Je näher die Wahlen im Osten rücken, desto notwendiger ist das Einüben von Massendemonstrationen und politischen Streiks. Eine kleine Probe für einen politischen Streik findet am 21. März mit einer 15-minütigen Arbeitsniederlegung in Köln statt. Im Kampf gegen mögliche Regierungsbeteiligungen der AfD mit den „demokratischen Parteien“ müssen wir uns genau solche Methoden aneignen und sie ausweiten zu Betriebsversammlungen in der Perspektive, das Land lahmzulegen, um eine Beteiligung von Faschist:innen in Regierungen zu verhindern.
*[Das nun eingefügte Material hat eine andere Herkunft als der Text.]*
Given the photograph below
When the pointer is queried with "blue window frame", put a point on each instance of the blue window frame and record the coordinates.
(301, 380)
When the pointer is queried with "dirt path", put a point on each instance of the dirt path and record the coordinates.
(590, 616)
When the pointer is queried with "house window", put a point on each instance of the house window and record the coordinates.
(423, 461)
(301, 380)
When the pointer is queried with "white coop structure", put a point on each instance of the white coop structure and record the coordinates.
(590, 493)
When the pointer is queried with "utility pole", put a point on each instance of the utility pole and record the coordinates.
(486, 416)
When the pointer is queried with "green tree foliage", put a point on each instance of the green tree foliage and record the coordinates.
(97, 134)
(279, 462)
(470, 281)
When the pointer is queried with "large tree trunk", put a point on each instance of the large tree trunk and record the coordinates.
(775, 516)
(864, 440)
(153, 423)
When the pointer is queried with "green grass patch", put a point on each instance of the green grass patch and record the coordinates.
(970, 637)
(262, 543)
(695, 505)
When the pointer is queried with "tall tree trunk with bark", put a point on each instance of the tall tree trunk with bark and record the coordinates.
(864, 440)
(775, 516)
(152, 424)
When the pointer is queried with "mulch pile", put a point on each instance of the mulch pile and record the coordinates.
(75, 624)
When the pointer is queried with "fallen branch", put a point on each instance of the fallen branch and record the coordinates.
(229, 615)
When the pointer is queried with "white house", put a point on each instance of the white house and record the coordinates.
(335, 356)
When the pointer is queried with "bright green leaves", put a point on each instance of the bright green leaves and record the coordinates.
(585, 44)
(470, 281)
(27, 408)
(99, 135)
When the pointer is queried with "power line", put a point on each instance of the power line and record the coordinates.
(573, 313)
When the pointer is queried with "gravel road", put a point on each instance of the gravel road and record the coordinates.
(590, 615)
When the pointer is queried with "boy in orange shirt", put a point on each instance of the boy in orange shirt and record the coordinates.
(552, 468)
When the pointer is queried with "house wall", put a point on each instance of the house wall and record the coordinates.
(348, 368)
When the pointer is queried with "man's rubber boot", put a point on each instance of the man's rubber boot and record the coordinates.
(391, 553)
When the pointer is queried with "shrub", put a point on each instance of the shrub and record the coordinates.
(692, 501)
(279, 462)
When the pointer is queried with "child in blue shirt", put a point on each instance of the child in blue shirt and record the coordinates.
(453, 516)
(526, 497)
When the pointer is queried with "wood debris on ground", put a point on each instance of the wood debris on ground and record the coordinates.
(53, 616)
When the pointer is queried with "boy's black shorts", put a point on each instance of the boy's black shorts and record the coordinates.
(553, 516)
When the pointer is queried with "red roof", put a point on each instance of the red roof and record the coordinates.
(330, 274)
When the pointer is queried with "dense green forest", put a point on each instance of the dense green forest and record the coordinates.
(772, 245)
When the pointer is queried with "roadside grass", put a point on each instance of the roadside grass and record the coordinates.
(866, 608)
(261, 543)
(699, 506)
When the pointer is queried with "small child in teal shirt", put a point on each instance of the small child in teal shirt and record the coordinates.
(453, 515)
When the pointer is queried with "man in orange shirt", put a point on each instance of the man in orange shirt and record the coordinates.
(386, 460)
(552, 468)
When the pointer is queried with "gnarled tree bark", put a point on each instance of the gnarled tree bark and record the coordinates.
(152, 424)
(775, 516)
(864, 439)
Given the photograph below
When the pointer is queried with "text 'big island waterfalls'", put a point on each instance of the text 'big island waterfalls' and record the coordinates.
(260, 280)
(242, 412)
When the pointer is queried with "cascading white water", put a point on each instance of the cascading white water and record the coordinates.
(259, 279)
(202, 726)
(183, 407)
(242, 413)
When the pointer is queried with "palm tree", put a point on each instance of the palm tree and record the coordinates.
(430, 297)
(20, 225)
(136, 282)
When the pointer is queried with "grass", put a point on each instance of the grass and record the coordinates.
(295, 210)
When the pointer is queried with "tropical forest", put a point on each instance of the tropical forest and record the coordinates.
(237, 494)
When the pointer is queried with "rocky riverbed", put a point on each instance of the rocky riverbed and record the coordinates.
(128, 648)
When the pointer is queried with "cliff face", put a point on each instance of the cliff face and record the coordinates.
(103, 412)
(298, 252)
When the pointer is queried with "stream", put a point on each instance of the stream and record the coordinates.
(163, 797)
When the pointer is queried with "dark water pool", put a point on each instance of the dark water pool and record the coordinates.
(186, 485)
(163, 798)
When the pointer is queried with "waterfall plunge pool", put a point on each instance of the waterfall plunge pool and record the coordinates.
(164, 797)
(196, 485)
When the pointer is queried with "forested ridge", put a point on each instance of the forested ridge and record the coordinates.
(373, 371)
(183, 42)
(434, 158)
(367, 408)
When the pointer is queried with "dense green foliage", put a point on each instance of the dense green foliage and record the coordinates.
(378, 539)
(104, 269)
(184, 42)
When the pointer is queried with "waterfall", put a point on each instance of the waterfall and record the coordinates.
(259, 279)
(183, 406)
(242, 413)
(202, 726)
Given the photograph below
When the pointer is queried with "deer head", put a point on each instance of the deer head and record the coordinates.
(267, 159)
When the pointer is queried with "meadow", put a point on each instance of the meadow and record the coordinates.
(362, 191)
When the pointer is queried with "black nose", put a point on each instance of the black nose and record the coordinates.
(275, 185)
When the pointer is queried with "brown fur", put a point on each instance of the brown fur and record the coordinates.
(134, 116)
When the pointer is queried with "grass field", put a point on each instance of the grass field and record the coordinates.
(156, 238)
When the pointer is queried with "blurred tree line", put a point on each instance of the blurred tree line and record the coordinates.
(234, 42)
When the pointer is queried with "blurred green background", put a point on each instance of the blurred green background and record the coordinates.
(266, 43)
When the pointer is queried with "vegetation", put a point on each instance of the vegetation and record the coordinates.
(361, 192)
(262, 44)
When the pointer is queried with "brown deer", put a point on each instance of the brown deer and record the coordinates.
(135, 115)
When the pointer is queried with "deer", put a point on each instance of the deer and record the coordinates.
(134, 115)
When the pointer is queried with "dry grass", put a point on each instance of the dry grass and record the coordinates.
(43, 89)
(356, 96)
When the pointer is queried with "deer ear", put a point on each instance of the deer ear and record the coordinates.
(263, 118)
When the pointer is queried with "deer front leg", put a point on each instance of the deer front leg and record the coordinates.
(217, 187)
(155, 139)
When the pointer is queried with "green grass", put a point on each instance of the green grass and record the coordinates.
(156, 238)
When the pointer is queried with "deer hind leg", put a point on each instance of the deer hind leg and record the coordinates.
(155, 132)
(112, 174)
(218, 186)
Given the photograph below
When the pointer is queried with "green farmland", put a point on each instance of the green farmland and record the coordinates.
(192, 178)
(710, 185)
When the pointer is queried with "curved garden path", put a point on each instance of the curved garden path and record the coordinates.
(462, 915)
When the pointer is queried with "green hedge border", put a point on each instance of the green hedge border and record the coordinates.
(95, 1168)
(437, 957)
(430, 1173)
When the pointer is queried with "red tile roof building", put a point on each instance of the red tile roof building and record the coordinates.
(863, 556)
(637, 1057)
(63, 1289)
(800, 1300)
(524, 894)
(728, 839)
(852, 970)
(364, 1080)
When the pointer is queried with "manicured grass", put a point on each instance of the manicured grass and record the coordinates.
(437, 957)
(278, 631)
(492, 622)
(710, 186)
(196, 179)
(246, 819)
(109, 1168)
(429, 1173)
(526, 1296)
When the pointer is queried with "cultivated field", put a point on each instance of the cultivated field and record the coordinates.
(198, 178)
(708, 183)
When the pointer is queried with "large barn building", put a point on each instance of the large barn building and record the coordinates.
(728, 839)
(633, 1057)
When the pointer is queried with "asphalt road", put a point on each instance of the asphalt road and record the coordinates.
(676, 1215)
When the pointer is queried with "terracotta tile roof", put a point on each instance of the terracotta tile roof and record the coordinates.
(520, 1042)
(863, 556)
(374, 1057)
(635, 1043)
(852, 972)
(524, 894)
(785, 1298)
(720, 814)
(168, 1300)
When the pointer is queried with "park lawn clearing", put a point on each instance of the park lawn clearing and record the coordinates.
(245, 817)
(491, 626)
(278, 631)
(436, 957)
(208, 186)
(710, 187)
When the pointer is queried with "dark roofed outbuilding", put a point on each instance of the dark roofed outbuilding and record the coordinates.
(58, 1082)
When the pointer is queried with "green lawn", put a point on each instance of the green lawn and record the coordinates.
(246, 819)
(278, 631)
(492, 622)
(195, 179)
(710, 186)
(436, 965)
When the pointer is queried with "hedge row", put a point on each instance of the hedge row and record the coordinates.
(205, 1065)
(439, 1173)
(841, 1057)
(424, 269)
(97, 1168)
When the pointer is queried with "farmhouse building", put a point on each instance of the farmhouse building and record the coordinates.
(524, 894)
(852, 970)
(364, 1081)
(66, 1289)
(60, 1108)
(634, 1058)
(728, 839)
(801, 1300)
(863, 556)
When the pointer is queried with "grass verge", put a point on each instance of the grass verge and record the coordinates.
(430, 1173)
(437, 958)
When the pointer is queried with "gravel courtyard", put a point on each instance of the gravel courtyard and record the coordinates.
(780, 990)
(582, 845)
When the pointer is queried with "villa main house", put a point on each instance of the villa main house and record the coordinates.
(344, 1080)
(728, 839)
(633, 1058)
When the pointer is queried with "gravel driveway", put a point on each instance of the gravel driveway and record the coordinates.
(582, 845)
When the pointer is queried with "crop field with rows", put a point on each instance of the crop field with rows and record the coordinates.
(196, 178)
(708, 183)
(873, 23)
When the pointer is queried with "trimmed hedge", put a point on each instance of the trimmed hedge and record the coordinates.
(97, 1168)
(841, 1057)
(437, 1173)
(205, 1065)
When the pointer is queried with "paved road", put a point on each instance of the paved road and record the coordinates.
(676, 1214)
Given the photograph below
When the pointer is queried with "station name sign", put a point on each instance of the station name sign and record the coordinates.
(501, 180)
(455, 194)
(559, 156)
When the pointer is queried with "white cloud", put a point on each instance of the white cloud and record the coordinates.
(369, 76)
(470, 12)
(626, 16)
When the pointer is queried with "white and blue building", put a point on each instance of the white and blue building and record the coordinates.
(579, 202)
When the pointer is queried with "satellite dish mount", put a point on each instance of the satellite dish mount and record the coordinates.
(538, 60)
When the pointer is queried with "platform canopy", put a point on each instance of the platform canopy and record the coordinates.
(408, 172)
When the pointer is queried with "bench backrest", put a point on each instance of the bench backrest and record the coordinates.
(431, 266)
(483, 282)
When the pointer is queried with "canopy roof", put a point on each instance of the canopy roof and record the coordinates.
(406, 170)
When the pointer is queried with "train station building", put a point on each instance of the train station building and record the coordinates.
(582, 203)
Für die gewerkschaftliche Mobilisierung gegen die AfD und Versammlungen in Betrieben ist es nötig, selbst Beispiele zu setzen und nicht auf die Trägheit der Apparate zu warten. Eine endlose Debatte über politischen Streik in Gremien trägt nicht zum Kampf gegen Nazis bei. Betriebsrät:innen und Gewerkschafter:innen sind jetzt überall gefragt, selbständige Aktionen gegen Rechtsruck, Kürzungen und Militarisierung zu erproben – mit einer Massenbewegung gegen Rechts im Rücken.